Leslie's Omnibus

Drive-Bys

Nancy V. sends this lovely story and poem:

When an old lady died in the geriatric ward of a small hospital nearDundee, Scotland, it was believed that she had nothing left of any value. Later, when the nurses were going through her meager possessions, they found this poem. Its quality and content so impressed the staff that copies were made and distributed to every nurse in the hospital. One nurse took her copy to Ireland. The old lady's sole bequest to posterity has since appeared in the Christmas edition of the News Magazine of the North Ireland Association for Mental Health. A slide presentation has also been made based on her simple, but eloquent, poem. And this little old Scottish lady, with nothing left togive to the world, is now the author of this "anonymous" poem winging across the Internet:

Crabby Old Woman

What do you see, nurses?
What do you see?
What are you thinking
When you're looking at me?

A crabby old woman,
Not very wise,
Uncertain of habit,
With faraway eyes?

Who dribbles her food
And makes no reply
When you say in a loud voice,
"I do wish you'd try!"

Who seems not to notice
The things that you do,
And forever is losing
A stocking or shoe?

Who, resisting or not,
Lets you do as you will,
With bathing and feeding,
The long day to fill?

Is that what you're thinking?
Is that what you see?
Then open your eyes, nurse,
You're not looking at me.

I'll tell you who I am
As I sit here so still,
As I do at your bidding,
As I eat at your will.

I'm a small child of ten
With a father and mother,
Brothers and sisters,
Who love one another.

A young girl of sixteen
With wings on her feet
Dreaming that soon now
A lover she'll meet.

A bride soon at twenty,
My heart gives a leap,
Remembering the vows
That I promised to keep

At twenty-five now,
I have young of my own,
Who need me to guide
And a secure happy home.

A woman of thirty,
My young now grown fast,
Bound to each other
With ties that should last.

At forty, my young sons
Have grown and are gone,
But my man's beside me
To see I don't mourn.

At fifty once more,
Babies play round my knee,
Again we know children,
My loved one and me.

Dark days are upon me,
My husband is dead,
I look at the future,
I shudder with dread.

For my young are all rearing
Young of their own,
And I think of the years
And the love that I've known.

I'm now an old woman
And nature is cruel;
'Tis jest to make old age
Look like a fool.

The body, it crumbles,
Grace and vigor depart,
There is now a stone
Where I once had a heart.

But inside this old carcass
A young girl still dwells,
And now and again,
My battered heart swells.

I remember the joys,
I remember the pain,
And I'm loving and living
Life over again.

I think of the years All
too few, gone too fast,
And accept the stark fact
That nothing can last.

So open your eyes, people,
Open and see,
Not a crabby old woman;
Look closer . . . see ME!!
_____
Leslie

2 comments:

GUYK said...

So sad but so true. My sweetthing and I, at 63 years old and nearly 43 years of being together in marriage, are rapidly approaching those years and we look at them in horror-especially if we can't share them and continue to take care of each other.
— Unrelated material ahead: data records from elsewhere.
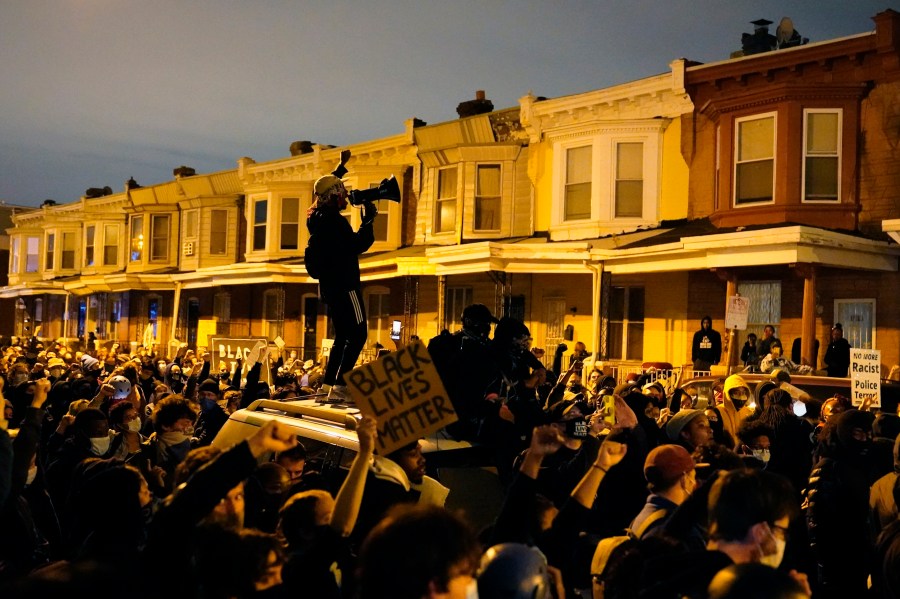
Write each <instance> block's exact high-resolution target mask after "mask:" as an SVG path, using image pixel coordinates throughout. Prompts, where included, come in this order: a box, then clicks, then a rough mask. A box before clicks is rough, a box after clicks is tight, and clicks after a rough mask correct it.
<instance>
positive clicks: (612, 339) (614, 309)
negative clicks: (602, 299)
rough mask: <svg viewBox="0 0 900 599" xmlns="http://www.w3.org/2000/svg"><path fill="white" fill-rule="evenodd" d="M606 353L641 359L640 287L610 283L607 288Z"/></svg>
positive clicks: (643, 311) (641, 318)
mask: <svg viewBox="0 0 900 599" xmlns="http://www.w3.org/2000/svg"><path fill="white" fill-rule="evenodd" d="M607 355H608V356H609V358H610V359H611V360H642V359H643V355H644V288H643V287H613V288H612V289H610V293H609V329H608V332H607Z"/></svg>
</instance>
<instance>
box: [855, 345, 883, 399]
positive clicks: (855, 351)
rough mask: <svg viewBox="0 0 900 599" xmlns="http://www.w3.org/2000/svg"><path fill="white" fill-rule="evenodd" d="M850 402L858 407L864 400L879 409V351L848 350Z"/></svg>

Mother nature is not actually cruel-we have, by our modern medicines, managed to stay alive beyond the years that probably mother nature intended for us. I hope to stick around to take care of my dearest but after that I doubt seriously that I will allow myself to be treated like a turnip in a nursing home. I had rather go out with my boots on doing something I enjoy like a one way deep sea fishing trip.

Don't get me wrong-I am not depressed. Sweetthing and I live each day to its fullest and we enjoy life. But neither of us want to wind up like so many that we have known-not only unable to take of themselves but not even know where they are at. Hopefully our living wills will preclude being kept alive as a vegetable-and if there is a crime against nature, I reckon artificial life with no meaning is such a crime.

I apologize for the rant. This post and the poem hit home with me-and it is something that every caretaker of the elderly should read and remember.

Omnibus Driver said...

This touched me on many levels, too. I helped my mom care for my grandmother when she had alzheimers... and I helped her again my dad died of leukemia. Being elderly... and caring for the elderly... ain't for sissies.